折翎命陆大安居左、章兴居右,各带几人守住河上木梯,自己飞身跃进战团,近刺远射,将藏匿于叛军中的金兵一一杀死,呼喝叛军过河进砦。叛军前队多半死于护河中,余众又遭金兵砍杀,退入砦中之人不到二百,个个带伤。后队有地势之利,又得峰上数十箭手相助,拾了死去金兵所遗兵刃,已深深杀进金兵阵内,此时再想于重围中退兵,难如登天。折翎见余军难顾,恐大门敞开、砦子有失,无奈下令刀牌退回砦中。远望围阵渐小,探手却知背上箭壶已空,只得长叹口气回身归砦。纵跃才起,便闻听围中叛军一阵大哗,停步回望,见金营中乌鲁身旁竖起根高杆,杆头倒挂着一人,头发散乱、满身血污,正是李彦琪。

围中叛军见李彦琪如此,睚眦欲裂,个个奋勇,欲夺回军中主将。无奈人数既少,亦是强弩之末,只将金兵围阵冲的略动了动,便全军覆没。乌鲁哈哈大笑,用胡语叽里咕噜地对着杆上李彦琪说了一阵,又望着折翎说了一阵,状及欢愉。杆下一宋装通译两股战战,颤声道:「乌鲁将军说,李彦琪违抗军令,不助大军赚门取砦,折翎不识时务,妄图抵抗大军。你二人皆是该死!今日先将李彦琪点了天灯,待我攻下此处,再将折翎碎尸万段。」

折翎听罢通译传言,示意赵破关闭砦门,肃容整了整衣襟发髻,提气轻身,飘纵而前。落脚处虽左右不定,但脚下必有一具中箭亡尸。足沾地、手拈翎、身轻起、矢入壶,如是五次,已来在金阵之前。砦中众人望折翎背影,见他于一片血海中蝴蝶般游移,说不出的潇洒飘逸。阵中前排金兵正对折翎,只觉得此人每落地一次,威势便翻增一倍,自己身周亦冷上一分;待到了切近,更是如同一座大山迎面,下意识地避让开来。

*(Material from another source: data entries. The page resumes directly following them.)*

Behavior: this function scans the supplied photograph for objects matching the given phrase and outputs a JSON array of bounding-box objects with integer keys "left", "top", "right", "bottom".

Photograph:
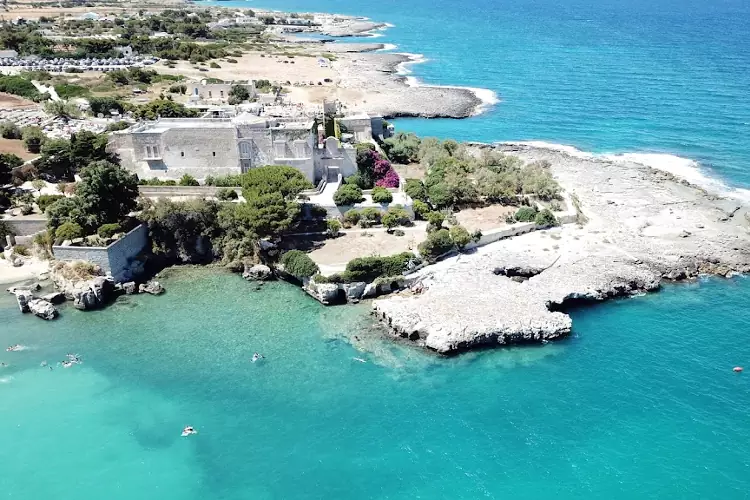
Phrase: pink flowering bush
[{"left": 375, "top": 168, "right": 399, "bottom": 187}]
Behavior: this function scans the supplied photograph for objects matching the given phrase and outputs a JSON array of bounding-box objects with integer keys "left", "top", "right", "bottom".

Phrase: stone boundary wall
[
  {"left": 138, "top": 186, "right": 242, "bottom": 198},
  {"left": 4, "top": 217, "right": 47, "bottom": 236},
  {"left": 52, "top": 224, "right": 148, "bottom": 282}
]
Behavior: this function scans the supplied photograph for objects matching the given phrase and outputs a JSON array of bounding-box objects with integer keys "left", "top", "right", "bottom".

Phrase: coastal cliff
[{"left": 373, "top": 145, "right": 750, "bottom": 354}]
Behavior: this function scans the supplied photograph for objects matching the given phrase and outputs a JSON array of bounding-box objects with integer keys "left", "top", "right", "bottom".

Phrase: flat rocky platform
[
  {"left": 373, "top": 145, "right": 750, "bottom": 354},
  {"left": 334, "top": 52, "right": 483, "bottom": 118}
]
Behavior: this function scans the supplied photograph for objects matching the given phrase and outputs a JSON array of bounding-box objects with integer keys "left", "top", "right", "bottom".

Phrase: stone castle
[{"left": 109, "top": 107, "right": 387, "bottom": 184}]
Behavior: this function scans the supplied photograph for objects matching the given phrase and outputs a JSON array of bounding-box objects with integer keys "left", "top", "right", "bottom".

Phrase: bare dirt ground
[
  {"left": 0, "top": 138, "right": 39, "bottom": 161},
  {"left": 455, "top": 205, "right": 516, "bottom": 232},
  {"left": 153, "top": 52, "right": 336, "bottom": 87},
  {"left": 310, "top": 223, "right": 427, "bottom": 271},
  {"left": 0, "top": 92, "right": 37, "bottom": 109}
]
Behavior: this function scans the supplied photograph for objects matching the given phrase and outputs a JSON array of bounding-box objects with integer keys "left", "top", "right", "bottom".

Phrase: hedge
[{"left": 281, "top": 250, "right": 320, "bottom": 279}]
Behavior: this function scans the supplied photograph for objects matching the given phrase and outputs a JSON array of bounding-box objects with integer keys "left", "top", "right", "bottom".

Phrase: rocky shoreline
[
  {"left": 334, "top": 52, "right": 487, "bottom": 118},
  {"left": 373, "top": 145, "right": 750, "bottom": 354}
]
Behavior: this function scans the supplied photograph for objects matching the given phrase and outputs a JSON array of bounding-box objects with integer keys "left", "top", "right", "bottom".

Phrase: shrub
[
  {"left": 534, "top": 208, "right": 558, "bottom": 227},
  {"left": 55, "top": 222, "right": 84, "bottom": 241},
  {"left": 404, "top": 179, "right": 427, "bottom": 202},
  {"left": 36, "top": 194, "right": 65, "bottom": 213},
  {"left": 345, "top": 252, "right": 417, "bottom": 282},
  {"left": 180, "top": 174, "right": 200, "bottom": 186},
  {"left": 216, "top": 188, "right": 240, "bottom": 201},
  {"left": 427, "top": 212, "right": 445, "bottom": 231},
  {"left": 419, "top": 229, "right": 453, "bottom": 261},
  {"left": 513, "top": 207, "right": 539, "bottom": 222},
  {"left": 381, "top": 207, "right": 411, "bottom": 229},
  {"left": 22, "top": 127, "right": 46, "bottom": 154},
  {"left": 344, "top": 210, "right": 362, "bottom": 225},
  {"left": 96, "top": 224, "right": 122, "bottom": 238},
  {"left": 107, "top": 120, "right": 130, "bottom": 132},
  {"left": 372, "top": 186, "right": 393, "bottom": 203},
  {"left": 13, "top": 245, "right": 30, "bottom": 257},
  {"left": 412, "top": 200, "right": 430, "bottom": 220},
  {"left": 333, "top": 184, "right": 365, "bottom": 205},
  {"left": 0, "top": 219, "right": 16, "bottom": 241},
  {"left": 0, "top": 121, "right": 21, "bottom": 139},
  {"left": 281, "top": 250, "right": 320, "bottom": 279},
  {"left": 449, "top": 226, "right": 471, "bottom": 250},
  {"left": 360, "top": 207, "right": 382, "bottom": 224},
  {"left": 326, "top": 219, "right": 341, "bottom": 238}
]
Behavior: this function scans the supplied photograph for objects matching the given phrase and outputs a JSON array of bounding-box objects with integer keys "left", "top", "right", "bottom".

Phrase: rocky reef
[{"left": 373, "top": 146, "right": 750, "bottom": 354}]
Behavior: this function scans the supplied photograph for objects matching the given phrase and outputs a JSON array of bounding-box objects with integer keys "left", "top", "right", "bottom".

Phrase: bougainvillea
[{"left": 375, "top": 168, "right": 399, "bottom": 187}]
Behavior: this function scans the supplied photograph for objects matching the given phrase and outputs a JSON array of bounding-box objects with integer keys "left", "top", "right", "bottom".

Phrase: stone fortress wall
[{"left": 52, "top": 224, "right": 148, "bottom": 282}]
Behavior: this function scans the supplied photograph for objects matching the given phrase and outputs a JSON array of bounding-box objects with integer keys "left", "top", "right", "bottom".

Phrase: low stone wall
[
  {"left": 52, "top": 224, "right": 148, "bottom": 282},
  {"left": 138, "top": 186, "right": 242, "bottom": 198},
  {"left": 5, "top": 217, "right": 47, "bottom": 236}
]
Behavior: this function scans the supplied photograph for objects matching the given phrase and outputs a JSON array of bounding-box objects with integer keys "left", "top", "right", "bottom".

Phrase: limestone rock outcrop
[
  {"left": 368, "top": 145, "right": 750, "bottom": 354},
  {"left": 72, "top": 276, "right": 115, "bottom": 311},
  {"left": 138, "top": 280, "right": 164, "bottom": 295},
  {"left": 242, "top": 264, "right": 273, "bottom": 281},
  {"left": 29, "top": 299, "right": 58, "bottom": 321}
]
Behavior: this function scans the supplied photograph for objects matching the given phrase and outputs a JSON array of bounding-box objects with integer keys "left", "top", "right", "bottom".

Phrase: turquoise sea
[{"left": 0, "top": 0, "right": 750, "bottom": 500}]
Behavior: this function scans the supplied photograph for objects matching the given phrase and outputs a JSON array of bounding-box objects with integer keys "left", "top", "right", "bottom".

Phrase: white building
[
  {"left": 110, "top": 113, "right": 382, "bottom": 184},
  {"left": 188, "top": 80, "right": 257, "bottom": 104}
]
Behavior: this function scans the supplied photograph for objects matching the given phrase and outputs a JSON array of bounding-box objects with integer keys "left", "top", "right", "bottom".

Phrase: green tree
[
  {"left": 76, "top": 161, "right": 138, "bottom": 228},
  {"left": 534, "top": 208, "right": 558, "bottom": 228},
  {"left": 427, "top": 212, "right": 445, "bottom": 231},
  {"left": 89, "top": 97, "right": 125, "bottom": 116},
  {"left": 178, "top": 174, "right": 200, "bottom": 186},
  {"left": 326, "top": 219, "right": 341, "bottom": 238},
  {"left": 241, "top": 165, "right": 313, "bottom": 200},
  {"left": 449, "top": 226, "right": 471, "bottom": 250},
  {"left": 513, "top": 207, "right": 539, "bottom": 222},
  {"left": 372, "top": 186, "right": 393, "bottom": 203},
  {"left": 229, "top": 85, "right": 250, "bottom": 105},
  {"left": 133, "top": 99, "right": 198, "bottom": 120},
  {"left": 55, "top": 222, "right": 85, "bottom": 242},
  {"left": 419, "top": 229, "right": 453, "bottom": 261},
  {"left": 45, "top": 197, "right": 86, "bottom": 230},
  {"left": 380, "top": 207, "right": 411, "bottom": 229},
  {"left": 383, "top": 132, "right": 421, "bottom": 163},
  {"left": 281, "top": 250, "right": 320, "bottom": 280},
  {"left": 44, "top": 100, "right": 81, "bottom": 120},
  {"left": 21, "top": 127, "right": 46, "bottom": 154},
  {"left": 0, "top": 153, "right": 23, "bottom": 186},
  {"left": 0, "top": 121, "right": 21, "bottom": 139},
  {"left": 412, "top": 200, "right": 430, "bottom": 220},
  {"left": 333, "top": 184, "right": 365, "bottom": 205},
  {"left": 404, "top": 179, "right": 427, "bottom": 203}
]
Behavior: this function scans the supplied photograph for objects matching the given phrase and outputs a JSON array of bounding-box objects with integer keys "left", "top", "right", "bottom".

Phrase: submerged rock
[
  {"left": 242, "top": 264, "right": 273, "bottom": 281},
  {"left": 72, "top": 276, "right": 115, "bottom": 311},
  {"left": 42, "top": 292, "right": 65, "bottom": 305},
  {"left": 11, "top": 289, "right": 34, "bottom": 313},
  {"left": 29, "top": 299, "right": 58, "bottom": 321},
  {"left": 138, "top": 281, "right": 164, "bottom": 295}
]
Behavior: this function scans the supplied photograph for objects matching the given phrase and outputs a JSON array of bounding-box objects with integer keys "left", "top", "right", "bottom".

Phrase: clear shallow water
[
  {"left": 0, "top": 0, "right": 750, "bottom": 500},
  {"left": 0, "top": 271, "right": 750, "bottom": 500}
]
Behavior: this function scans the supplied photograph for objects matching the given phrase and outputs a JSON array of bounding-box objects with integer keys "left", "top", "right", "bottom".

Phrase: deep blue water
[
  {"left": 236, "top": 0, "right": 750, "bottom": 186},
  {"left": 0, "top": 0, "right": 750, "bottom": 500}
]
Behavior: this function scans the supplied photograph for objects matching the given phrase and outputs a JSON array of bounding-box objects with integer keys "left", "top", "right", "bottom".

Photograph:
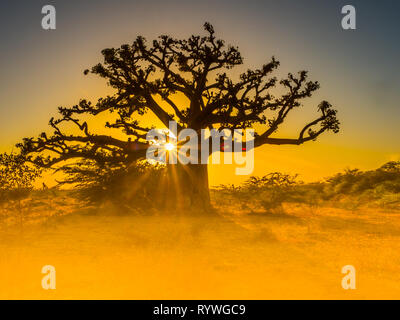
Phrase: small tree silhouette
[
  {"left": 18, "top": 23, "right": 339, "bottom": 208},
  {"left": 0, "top": 153, "right": 41, "bottom": 226},
  {"left": 245, "top": 172, "right": 299, "bottom": 212}
]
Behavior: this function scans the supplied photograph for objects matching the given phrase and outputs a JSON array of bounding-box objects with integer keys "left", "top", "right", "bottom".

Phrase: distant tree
[
  {"left": 18, "top": 23, "right": 339, "bottom": 208},
  {"left": 0, "top": 153, "right": 41, "bottom": 225}
]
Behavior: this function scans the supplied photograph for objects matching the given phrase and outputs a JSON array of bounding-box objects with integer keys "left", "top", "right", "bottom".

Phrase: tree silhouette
[{"left": 18, "top": 23, "right": 339, "bottom": 210}]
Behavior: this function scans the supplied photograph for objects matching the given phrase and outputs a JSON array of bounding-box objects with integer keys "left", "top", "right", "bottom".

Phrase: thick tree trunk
[{"left": 166, "top": 163, "right": 211, "bottom": 213}]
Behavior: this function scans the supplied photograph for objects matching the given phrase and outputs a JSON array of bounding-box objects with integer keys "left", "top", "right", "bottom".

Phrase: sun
[{"left": 164, "top": 142, "right": 175, "bottom": 151}]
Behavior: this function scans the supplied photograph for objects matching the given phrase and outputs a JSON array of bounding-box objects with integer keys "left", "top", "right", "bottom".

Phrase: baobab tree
[{"left": 18, "top": 23, "right": 339, "bottom": 207}]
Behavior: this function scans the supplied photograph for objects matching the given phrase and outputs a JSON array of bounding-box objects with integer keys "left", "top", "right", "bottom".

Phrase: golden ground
[{"left": 0, "top": 205, "right": 400, "bottom": 299}]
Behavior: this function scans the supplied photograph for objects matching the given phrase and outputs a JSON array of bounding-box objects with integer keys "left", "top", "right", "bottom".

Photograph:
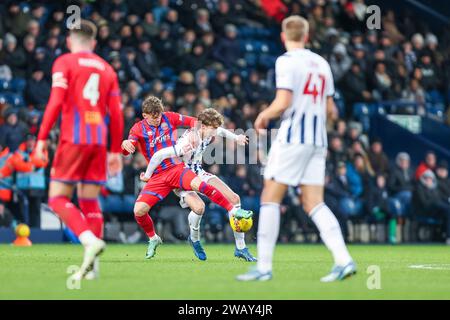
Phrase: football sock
[
  {"left": 134, "top": 213, "right": 155, "bottom": 238},
  {"left": 257, "top": 202, "right": 280, "bottom": 272},
  {"left": 309, "top": 203, "right": 352, "bottom": 266},
  {"left": 78, "top": 230, "right": 98, "bottom": 246},
  {"left": 48, "top": 196, "right": 89, "bottom": 241},
  {"left": 188, "top": 211, "right": 202, "bottom": 242},
  {"left": 228, "top": 210, "right": 246, "bottom": 249},
  {"left": 198, "top": 182, "right": 234, "bottom": 211},
  {"left": 78, "top": 198, "right": 103, "bottom": 239}
]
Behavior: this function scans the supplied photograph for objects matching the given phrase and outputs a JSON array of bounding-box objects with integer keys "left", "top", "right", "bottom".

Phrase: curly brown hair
[
  {"left": 197, "top": 108, "right": 223, "bottom": 128},
  {"left": 142, "top": 96, "right": 164, "bottom": 117}
]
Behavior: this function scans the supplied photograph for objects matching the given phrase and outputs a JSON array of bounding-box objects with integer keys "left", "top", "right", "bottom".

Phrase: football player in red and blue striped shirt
[
  {"left": 122, "top": 96, "right": 253, "bottom": 260},
  {"left": 36, "top": 20, "right": 123, "bottom": 279}
]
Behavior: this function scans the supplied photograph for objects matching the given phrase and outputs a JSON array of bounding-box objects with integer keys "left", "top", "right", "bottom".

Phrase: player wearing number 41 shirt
[
  {"left": 122, "top": 96, "right": 253, "bottom": 260},
  {"left": 36, "top": 20, "right": 123, "bottom": 279},
  {"left": 237, "top": 16, "right": 356, "bottom": 282}
]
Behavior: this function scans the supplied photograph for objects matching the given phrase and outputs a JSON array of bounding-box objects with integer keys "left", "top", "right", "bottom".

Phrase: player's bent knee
[
  {"left": 230, "top": 193, "right": 241, "bottom": 205},
  {"left": 134, "top": 202, "right": 150, "bottom": 217},
  {"left": 191, "top": 177, "right": 202, "bottom": 191},
  {"left": 191, "top": 203, "right": 205, "bottom": 216}
]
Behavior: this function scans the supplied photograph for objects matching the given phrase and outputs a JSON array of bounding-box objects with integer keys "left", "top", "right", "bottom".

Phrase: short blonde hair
[
  {"left": 197, "top": 108, "right": 223, "bottom": 128},
  {"left": 281, "top": 16, "right": 309, "bottom": 42}
]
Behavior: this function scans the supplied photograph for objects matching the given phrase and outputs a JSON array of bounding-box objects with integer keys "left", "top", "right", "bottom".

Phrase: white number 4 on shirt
[{"left": 83, "top": 73, "right": 100, "bottom": 107}]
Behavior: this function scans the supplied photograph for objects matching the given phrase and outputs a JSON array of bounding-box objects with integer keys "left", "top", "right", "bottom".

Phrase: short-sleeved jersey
[
  {"left": 175, "top": 129, "right": 215, "bottom": 174},
  {"left": 275, "top": 49, "right": 334, "bottom": 146},
  {"left": 39, "top": 51, "right": 123, "bottom": 152},
  {"left": 128, "top": 112, "right": 196, "bottom": 173}
]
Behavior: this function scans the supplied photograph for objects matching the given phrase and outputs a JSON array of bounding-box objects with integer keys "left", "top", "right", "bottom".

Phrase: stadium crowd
[{"left": 0, "top": 0, "right": 450, "bottom": 242}]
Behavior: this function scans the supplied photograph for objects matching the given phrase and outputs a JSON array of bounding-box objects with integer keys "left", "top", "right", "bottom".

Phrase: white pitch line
[{"left": 408, "top": 264, "right": 450, "bottom": 270}]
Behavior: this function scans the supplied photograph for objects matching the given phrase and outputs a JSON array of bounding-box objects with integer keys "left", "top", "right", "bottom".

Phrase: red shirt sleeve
[
  {"left": 38, "top": 57, "right": 69, "bottom": 140},
  {"left": 165, "top": 111, "right": 197, "bottom": 128},
  {"left": 108, "top": 70, "right": 123, "bottom": 153},
  {"left": 122, "top": 122, "right": 140, "bottom": 156}
]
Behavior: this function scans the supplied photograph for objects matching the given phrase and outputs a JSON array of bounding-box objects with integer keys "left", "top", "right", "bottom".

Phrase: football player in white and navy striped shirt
[
  {"left": 141, "top": 108, "right": 256, "bottom": 262},
  {"left": 237, "top": 16, "right": 356, "bottom": 282}
]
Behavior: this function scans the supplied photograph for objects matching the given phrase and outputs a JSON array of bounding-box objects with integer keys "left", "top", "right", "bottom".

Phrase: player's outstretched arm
[
  {"left": 108, "top": 74, "right": 124, "bottom": 153},
  {"left": 140, "top": 146, "right": 179, "bottom": 182},
  {"left": 217, "top": 127, "right": 248, "bottom": 146}
]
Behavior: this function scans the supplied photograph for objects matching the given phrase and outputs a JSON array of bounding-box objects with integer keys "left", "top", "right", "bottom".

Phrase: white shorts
[
  {"left": 173, "top": 169, "right": 216, "bottom": 209},
  {"left": 264, "top": 141, "right": 327, "bottom": 186}
]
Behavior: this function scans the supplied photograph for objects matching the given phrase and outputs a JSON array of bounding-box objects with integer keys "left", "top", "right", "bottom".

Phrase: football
[{"left": 230, "top": 216, "right": 253, "bottom": 232}]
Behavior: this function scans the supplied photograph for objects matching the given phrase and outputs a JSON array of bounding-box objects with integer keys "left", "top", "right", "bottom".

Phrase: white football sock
[
  {"left": 78, "top": 230, "right": 98, "bottom": 246},
  {"left": 228, "top": 210, "right": 246, "bottom": 249},
  {"left": 257, "top": 202, "right": 280, "bottom": 272},
  {"left": 310, "top": 203, "right": 352, "bottom": 266},
  {"left": 150, "top": 233, "right": 159, "bottom": 240},
  {"left": 188, "top": 211, "right": 202, "bottom": 242}
]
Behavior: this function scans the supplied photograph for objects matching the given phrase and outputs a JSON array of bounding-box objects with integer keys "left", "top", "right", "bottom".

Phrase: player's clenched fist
[
  {"left": 236, "top": 134, "right": 248, "bottom": 146},
  {"left": 122, "top": 140, "right": 136, "bottom": 153}
]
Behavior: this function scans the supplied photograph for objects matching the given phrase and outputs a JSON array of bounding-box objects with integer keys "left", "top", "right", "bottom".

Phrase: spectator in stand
[
  {"left": 124, "top": 47, "right": 145, "bottom": 85},
  {"left": 182, "top": 42, "right": 207, "bottom": 72},
  {"left": 194, "top": 9, "right": 213, "bottom": 36},
  {"left": 388, "top": 152, "right": 414, "bottom": 215},
  {"left": 141, "top": 12, "right": 158, "bottom": 38},
  {"left": 418, "top": 51, "right": 440, "bottom": 91},
  {"left": 330, "top": 43, "right": 352, "bottom": 82},
  {"left": 413, "top": 169, "right": 450, "bottom": 245},
  {"left": 415, "top": 150, "right": 437, "bottom": 180},
  {"left": 209, "top": 69, "right": 231, "bottom": 99},
  {"left": 328, "top": 162, "right": 362, "bottom": 218},
  {"left": 3, "top": 33, "right": 27, "bottom": 78},
  {"left": 211, "top": 0, "right": 235, "bottom": 35},
  {"left": 153, "top": 23, "right": 176, "bottom": 65},
  {"left": 25, "top": 65, "right": 50, "bottom": 111},
  {"left": 14, "top": 135, "right": 48, "bottom": 228},
  {"left": 152, "top": 0, "right": 170, "bottom": 24},
  {"left": 4, "top": 1, "right": 31, "bottom": 38},
  {"left": 436, "top": 160, "right": 450, "bottom": 204},
  {"left": 213, "top": 24, "right": 241, "bottom": 68},
  {"left": 0, "top": 108, "right": 28, "bottom": 152},
  {"left": 340, "top": 62, "right": 372, "bottom": 117},
  {"left": 373, "top": 61, "right": 393, "bottom": 100},
  {"left": 244, "top": 70, "right": 271, "bottom": 103},
  {"left": 401, "top": 79, "right": 425, "bottom": 114},
  {"left": 136, "top": 37, "right": 159, "bottom": 82},
  {"left": 369, "top": 138, "right": 389, "bottom": 175}
]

乌鲁见前排金兵闪躲,不怒反喜,走到杆下,对着折翎喊了几句,接着大手一挥,众军依令退在左右,将高杆处空了出来。通译将身子缩在乌鲁身后,只露个头出来嘶哑喊道:「乌鲁将军说,折翎若是跪地求饶,献砦归降,便饶了李彦琪性命,不然……」话未说完,见折翎弓开满月、箭已上弦,嗷地叫了一声,瘫倒在地。

乌鲁在杆下,正示意亲兵取一支火把过来,忽感身周一凉,历次血战中曾多次咫尺擦肩的亡身之惧袭上心头。虽身处万军之内,却像是孤身立在荒野之中,无遮无藏,独对折翎箭。千余携了弓箭的金兵,见折翎张弓,亦皆搭箭回指。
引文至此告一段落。